NVIDIA / nccl

Optimized primitives for collective multi-GPU communication
Other
3.25k stars 821 forks source link

Why does NCCL not utilize all channels when the data volume is not large? #1216

Open ltrcc opened 8 months ago

ltrcc commented 8 months ago

The code is as follows:

  size_t bytePerChannel[/*collNetSupport*/2];
  if (comm->channelSize > 0) {
    // Set by user
    bytePerChannel[/*collNetSupport=*/0] = comm->channelSize;
    bytePerChannel[/*collNetSupport=*/1] = comm->channelSize;
  } else {
    // Latency increases as scale increases
    // We would thus want to increase the chunk size to compensate for the lost efficiency
    bytePerChannel[/*collNetSupport=*/0] = NCCL_AGG_CHANNEL_SIZE * std::min(16, comm->nRanks);
    bytePerChannel[/*collNetSupport=*/1] = 256<<10; // Hand-tuned
  }

  for (int collNetSupport=0; collNetSupport < 2; collNetSupport++) {
    while (tasks->collBytesTotal < bytePerChannel[collNetSupport]*comm->nChannels &&
           bytePerChannel[collNetSupport] > NCCL_MIN_CHANNEL_SIZE) {
      // Reduce per-channel size so we utilize all channels.
      bytePerChannel[collNetSupport] /= 2;
    }
  }

My question: Why does NCCL not always use all channels? Sometimes the number of blocks may be smaller than the total number of channels.

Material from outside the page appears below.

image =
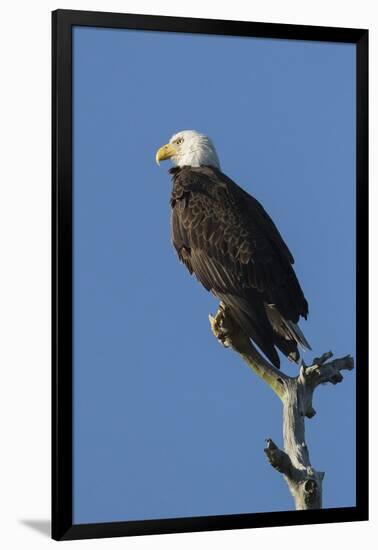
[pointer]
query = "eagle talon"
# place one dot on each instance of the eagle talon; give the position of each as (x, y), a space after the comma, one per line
(218, 329)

crazy-JiangDongHua commented 8 months ago

If the amount of data is too small, nccl will reduce the number of channels used. In function getChannnelThreadInfo:

// Ring/Tree channel tuning
while (collInfo->nBytes < nc * nt * threadThreshold) {
    if (nc >= 2) nc--;
    else break;
}
ltrcc commented 8 months ago

If the amount of data is too small, nccl will reduce the number of channels used. In function getChannnelThreadInfo:

// Ring/Tree channel tuning
while (collInfo->nBytes < nc * nt * threadThreshold) {
    if (nc >= 2) nc--;
    else break;
}

Thank you for your answer, but what I want to ask is the reason for doing this. I recently learned that this seems to be done to maximize the overlap between communication and computation. I'm not sure if this statement is correct, so I raised an issue to confirm it.

AddyLaddy commented 8 months ago

NCCL strives to use the minimum number of kernels in order to reach the best BW. Doing this frees up more SMs for the compute work which is often overlapped with communication. But looking at it another way, why would we want to use more SMs if it doesn't actually improve performance at that message size?

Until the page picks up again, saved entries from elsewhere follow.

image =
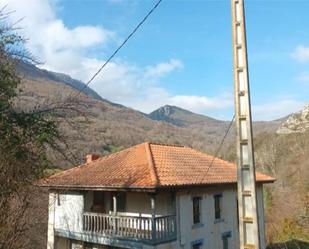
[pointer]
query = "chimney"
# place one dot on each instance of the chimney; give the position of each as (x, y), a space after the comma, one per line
(91, 157)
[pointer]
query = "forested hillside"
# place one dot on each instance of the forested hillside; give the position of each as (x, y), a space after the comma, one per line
(103, 127)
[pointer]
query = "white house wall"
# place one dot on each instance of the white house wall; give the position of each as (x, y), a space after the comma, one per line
(68, 215)
(210, 231)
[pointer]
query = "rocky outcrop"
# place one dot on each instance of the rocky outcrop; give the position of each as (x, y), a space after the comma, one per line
(296, 123)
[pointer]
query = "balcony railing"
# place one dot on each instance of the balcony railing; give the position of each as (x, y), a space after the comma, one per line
(147, 229)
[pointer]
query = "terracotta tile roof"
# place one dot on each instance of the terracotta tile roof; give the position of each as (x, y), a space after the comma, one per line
(149, 165)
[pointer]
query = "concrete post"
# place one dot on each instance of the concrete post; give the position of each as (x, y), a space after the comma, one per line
(153, 216)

ltrcc commented 8 months ago

NCCL strives to use the minimum number of kernels in order to reach the best BW. Doing this frees up more SMs for the compute work which is often overlapped with communication. But looking at it another way, why would we want to use more SMs if it doesn't actually improve performance at that message size?

NCCL adjusts the number of channels used based on the number of bytes of transmitted data, so I think NCCL designers have considered how many SMs are used to achieve the best effect under certain message sizes.